I am starting to figure out this sourdough thing.  I prefer the loaf shape to the round.  Been trying different recipes every week.  This is my favorite.  Doing a pumpernickel tomorrow to go with my corned beef that comes up of its bath today.


----------



## crazymoon (Jun 21, 2019)

BT, It looks like you have the bread down perfectly !


----------



## tomd8 (Jul 6, 2019)

Your bread looks unbelievable...great oven spring.  I bounced between a boule but have settled on a fat baguette style done in a commercial form.  I bake 2 loaves at a time every other week.  I use a loaf a week for breakfast toast with melted cheese.  My loaves are 50% whole wheat sourdough.  My sourdough bread comes out more sweet than sour yet my culture is strong.  How would you describe the taste of your sourdough?


----------



## BrianGSDTexoma (Jul 10, 2019)

It has a mild sour flavor.  I been baking every week so starter is very active.  I don't make levean any more I just build starter to the amount needed for recipe.  This is the recipe I pretty much only use now.

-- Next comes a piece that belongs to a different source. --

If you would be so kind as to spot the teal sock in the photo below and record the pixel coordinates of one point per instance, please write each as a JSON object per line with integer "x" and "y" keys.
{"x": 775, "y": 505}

https://bakednyc.com/bakingsociety/2017/11/01/the-simple-sourdough-tin-loaf-of-your-dreams/


----------



## TomKnollRFV (Jul 10, 2019)

Alright this is motivation to finally get a sourdough starter going..!


----------



## BrianGSDTexoma (Jul 10, 2019)

Forgot to mention I use all white flour on that recipe.


----------



## tomd8 (Jul 10, 2019)

Here is one of my loaves sliced on an angle the way I use for breakfast toast.  This one may be 25% WW.  I sometimes add seeds in the bread (chia, millet, flax) along with sesame on the top.  I do make a sponge, 24 hour autolyse and 36 to 48 hour cold rise in fridge.


----------



## BrianGSDTexoma (Jul 10, 2019)

Wow those look great.  I am still pretty new to sourdough.  Have only weekends free and not much time to experiment.


----------